The body’s circadian clock reminds us when to go to bed and when to wake up. Now scientists at Washington University in St. Louis have published findings showing that there may also be a more ideal time to take medication – at least in patients suffering from glioblastoma.
In work published in Neuro-Oncology Advances, senior authors Erik Herzog, the Viktor Hamburger Distinguished Professor and a professor of biology in Arts & Sciences; Joshua Rubin, a professor of pediatrics and neuroscience at the School of Medicine; and Jian Campian, an associate professor of medicine at the School of Medicine, found that giving chemotherapy to glioblastoma patients in the morning instead of in the evening extended survival by a few months.
“In my lab, we were studying daily rhythms in astrocytes, a cell type found in the healthy brain. We discovered some cellular events in healthy cells varied with time of day. In collaboration with Dr. Rubin, we previously found that glioblastoma cells also have daily rhythms, including in their sensitivity to chemotherapy. In this retrospective study, we asked if time of day of treatment impacts patient outcomes,” said Herzog.
Co-first authors Anna R. Damato, a graduate student in neuroscience in the Division of Biology & Biomedical Sciences working in the Herzog lab, and Jingqin (Rosy) Luo, an associate professor of surgery in the Division of Public Health Sciences and co-director of Siteman Cancer Center Biostatistics Shared Resource, analyzed data from 166 patients with glioblastoma who were treated at Siteman Cancer Center at Barnes-Jewish Hospital and Washington University School of Medicine between January 2010 and December 2018.
When looking at all of the patients in the study, Damato and Luo found that receiving the chemotherapy drug temozolomide in the morning extended survival by 3½ months. In a subset of 56 patients with MGMT methylated tumors, the average survival increased by 6 months when temozolomide was given in the morning.

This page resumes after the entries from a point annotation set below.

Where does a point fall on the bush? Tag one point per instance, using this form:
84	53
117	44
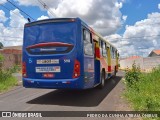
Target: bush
133	75
143	89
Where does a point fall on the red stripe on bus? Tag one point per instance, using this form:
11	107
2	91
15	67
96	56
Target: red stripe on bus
97	52
109	68
50	44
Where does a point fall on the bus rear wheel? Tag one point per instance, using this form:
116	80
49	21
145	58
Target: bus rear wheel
101	85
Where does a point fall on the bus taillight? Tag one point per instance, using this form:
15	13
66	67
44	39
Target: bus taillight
76	72
24	72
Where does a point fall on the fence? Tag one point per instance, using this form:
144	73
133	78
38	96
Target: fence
146	64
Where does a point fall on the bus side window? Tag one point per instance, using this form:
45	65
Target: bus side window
88	47
104	52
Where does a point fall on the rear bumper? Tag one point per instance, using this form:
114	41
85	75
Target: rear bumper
53	84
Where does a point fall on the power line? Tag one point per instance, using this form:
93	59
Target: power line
134	37
46	7
20	9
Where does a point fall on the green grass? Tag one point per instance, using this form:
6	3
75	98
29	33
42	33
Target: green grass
143	89
8	83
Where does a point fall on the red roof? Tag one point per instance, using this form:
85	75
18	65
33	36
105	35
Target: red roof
157	52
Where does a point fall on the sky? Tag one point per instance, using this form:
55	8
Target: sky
133	26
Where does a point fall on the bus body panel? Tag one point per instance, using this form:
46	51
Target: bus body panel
51	50
63	77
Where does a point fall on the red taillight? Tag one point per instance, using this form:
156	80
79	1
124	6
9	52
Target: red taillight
76	72
48	75
24	72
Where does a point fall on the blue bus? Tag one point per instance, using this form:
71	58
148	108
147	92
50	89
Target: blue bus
65	53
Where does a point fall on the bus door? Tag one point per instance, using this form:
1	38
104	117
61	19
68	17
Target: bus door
97	62
89	72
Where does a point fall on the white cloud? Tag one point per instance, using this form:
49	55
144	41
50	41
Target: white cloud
140	38
2	16
42	17
3	1
118	5
103	15
124	17
12	35
158	6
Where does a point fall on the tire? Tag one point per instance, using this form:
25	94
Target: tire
101	85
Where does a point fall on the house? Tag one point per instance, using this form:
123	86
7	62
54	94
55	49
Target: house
154	53
12	56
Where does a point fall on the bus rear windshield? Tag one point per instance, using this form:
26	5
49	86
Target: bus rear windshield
63	32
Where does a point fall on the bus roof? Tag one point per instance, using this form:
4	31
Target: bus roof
68	20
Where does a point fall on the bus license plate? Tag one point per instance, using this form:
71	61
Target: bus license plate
48	69
48	61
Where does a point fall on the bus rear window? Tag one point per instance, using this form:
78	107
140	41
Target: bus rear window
50	32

These results encouraged the authors.
“There have been screens of different drugs given to cells at different times of day, and huge percentages of these drugs are shown to have time-of-day dependent effects on cell survival. For example, how the drug is absorbed might change throughout the day,” explained Damato.
“Yet, very few clinical trials consider time of day even though they target a biological process that varies with time of day and with a drug that is rapidly cleared from the body,” added Herzog.
To confirm the promising results of the retrospective analysis, the researchers are conducting a clinical trial in newly diagnosed glioblastoma patients who either receive temozolomide in the morning or evening.
“We will need clinical trials to verify this effect, but evidence so far suggests that the standard-of-care treatment for glioblastoma over the past 20 years could be improved simply by asking patients to take the approved drug in the morning,” said Herzog.